We found a strong, statistically significant negative correlation (r = 0.70) between soil B levels and the total edible yield of pistachio (Figure 3a). When soil B levels were below 5 ppm, eighth-leaf Golden Hills on a UCBI clonal rootstock produced an average ~4000 lbs/acre yield. When soil B levels rose to 5 to 10 ppm, average yields dropped by 30% to ~3000 lbs/acre. These yields were produced with average leaf levels of 1000 ppm B (Figure 3b) and an average of 15% necrotic leaf area. However, we found poor and statistically insignificant correlations of leaf ppm B and % necrotic leaf area as a function of soil B levels (Figures 3b and 3c). Collectively, these results confirm the current recommendation to maintain soil B levels below 5 ppm B. However, the results also suggest a leaf level up to 750 ppm does not decrease yield and the % necrotic leaf area is a poor indicator of soil B levels.

Figure 3. (a) Total edible yield as a function of soil boron (B; ppm); (b) leaf boron (B; ppm) as a function of soil B; and (c) average leaf damage as a function of soil B. The red arrow indicates the trend between two variables.

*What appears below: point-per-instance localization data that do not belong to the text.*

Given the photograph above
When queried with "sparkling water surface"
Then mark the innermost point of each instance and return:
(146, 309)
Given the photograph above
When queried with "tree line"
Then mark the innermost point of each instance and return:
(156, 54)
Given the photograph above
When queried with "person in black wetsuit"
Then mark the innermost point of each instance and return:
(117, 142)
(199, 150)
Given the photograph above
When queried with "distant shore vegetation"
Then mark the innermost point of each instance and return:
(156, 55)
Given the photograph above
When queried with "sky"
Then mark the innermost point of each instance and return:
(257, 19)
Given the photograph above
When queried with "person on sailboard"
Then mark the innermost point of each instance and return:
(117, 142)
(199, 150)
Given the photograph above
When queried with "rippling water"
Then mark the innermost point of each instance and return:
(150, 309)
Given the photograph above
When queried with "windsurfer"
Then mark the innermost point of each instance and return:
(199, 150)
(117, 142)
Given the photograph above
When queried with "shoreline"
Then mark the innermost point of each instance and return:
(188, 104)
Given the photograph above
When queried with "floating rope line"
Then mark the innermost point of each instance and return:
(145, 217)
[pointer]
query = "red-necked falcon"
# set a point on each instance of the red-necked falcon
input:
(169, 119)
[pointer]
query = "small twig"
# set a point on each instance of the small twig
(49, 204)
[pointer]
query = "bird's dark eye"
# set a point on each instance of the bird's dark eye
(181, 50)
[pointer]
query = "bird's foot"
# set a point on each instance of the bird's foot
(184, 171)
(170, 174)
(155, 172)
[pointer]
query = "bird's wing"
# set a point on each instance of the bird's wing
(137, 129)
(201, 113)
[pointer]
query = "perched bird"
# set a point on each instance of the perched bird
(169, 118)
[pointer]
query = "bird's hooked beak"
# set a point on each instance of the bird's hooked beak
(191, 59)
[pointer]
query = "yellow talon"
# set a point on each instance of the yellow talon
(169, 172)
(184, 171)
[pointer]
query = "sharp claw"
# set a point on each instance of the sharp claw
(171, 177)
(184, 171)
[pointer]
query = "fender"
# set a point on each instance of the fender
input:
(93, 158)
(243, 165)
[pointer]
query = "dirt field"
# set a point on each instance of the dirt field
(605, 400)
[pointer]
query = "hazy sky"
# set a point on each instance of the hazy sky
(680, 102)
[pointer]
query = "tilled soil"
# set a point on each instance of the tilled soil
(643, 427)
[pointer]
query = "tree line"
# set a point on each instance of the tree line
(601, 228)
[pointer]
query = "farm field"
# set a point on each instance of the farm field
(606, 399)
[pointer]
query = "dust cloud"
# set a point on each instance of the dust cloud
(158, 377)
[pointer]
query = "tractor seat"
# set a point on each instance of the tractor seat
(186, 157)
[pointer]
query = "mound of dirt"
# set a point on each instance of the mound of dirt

Does leaf B level correlate with edible yield, leaf damage and leaf damage with yield?
Analysis of edible yield as a function of ppm leaf B demonstrated a negative (but weak) and statistically insignificant correlation with yield; as leaf levels rose to >800 ppm, B yields dropped below 4000 lbs/acre and varied greatly (Figure 4a). However, we found a statistically significant positive correlation (r = 0.50) of % necrotic leaf area as a function of leaf B level but a poor, statistically insignificant correlation of yield as a function of percentage of % necrotic leaf area (Figure 4b). Below 1000 ppm leaf B, the average % necrotic leaf area remained below 10% (Figure 4b) but varied widely above 1000 ppm B.
Collectively, these results demonstrated a moderately positive correlation but statistically significant relationship between leaf B levels and % of necrotic leaf area. However, we found no correlations between % necrotic leaf area as a function of soil B and yield as a function % necrotic leaf area. This suggests the visible B toxicity produced late in the pistachio production season is not the direct cause of the yield declines produced by increasing soil boron levels. The data also demonstrates young pistachios can successfully produce economic yields at these soil and leaf B levels.

Figure 4. (a) Total edible yield as a function of leaf boron (B; ppm); (b) average leaf damage as a function of leaf B; and (c) total edible yield as a function of average leaf damage. The red arrow indicates the trend between two variables.

This Golden Hills on clonal UCBI rootstock orchard is producing normal yields for a ninth-leaf orchard entering full bearing. In 2022, eighth-leaf in <5 ppm B soils with ~955 ppm B leaf levels averaged 1073 lb/ac edible inshell splits. In 2023, ninth-leaf in <5 ppm B soils and 750 to 800 ppm leaf B averaged ~4,000 lb/ac. edible in-shell split yield. In 2023, above these soil and leaf B levels, yields varied greatly but averaged ~3,000- lb/ac edible in-shell split yield. This research is preliminary and ongoing. And, as noted, B’s effects from deficiency to toxicity depend upon availability which is a function of multiple factors, including soil texture, pH, ECe, boron concentration, ETc, rootstock and scion.

Our data demonstrate above 5 ppm, increasing soil B content decreases edible yield, but we could not demonstrate the decrease in yield was a function of increasing leaf B levels or % leaf area damage manifesting as B toxicity. This suggests the mechanism of increased soil B in decreasing yield is not produced by decreasing the photosynthetically active leaf area. This is new information and merits further investigation because, as noted, the mechanism of B toxicity damage is unknown. And it also suggests toxicity is not an accurate term for the visible leaf damage.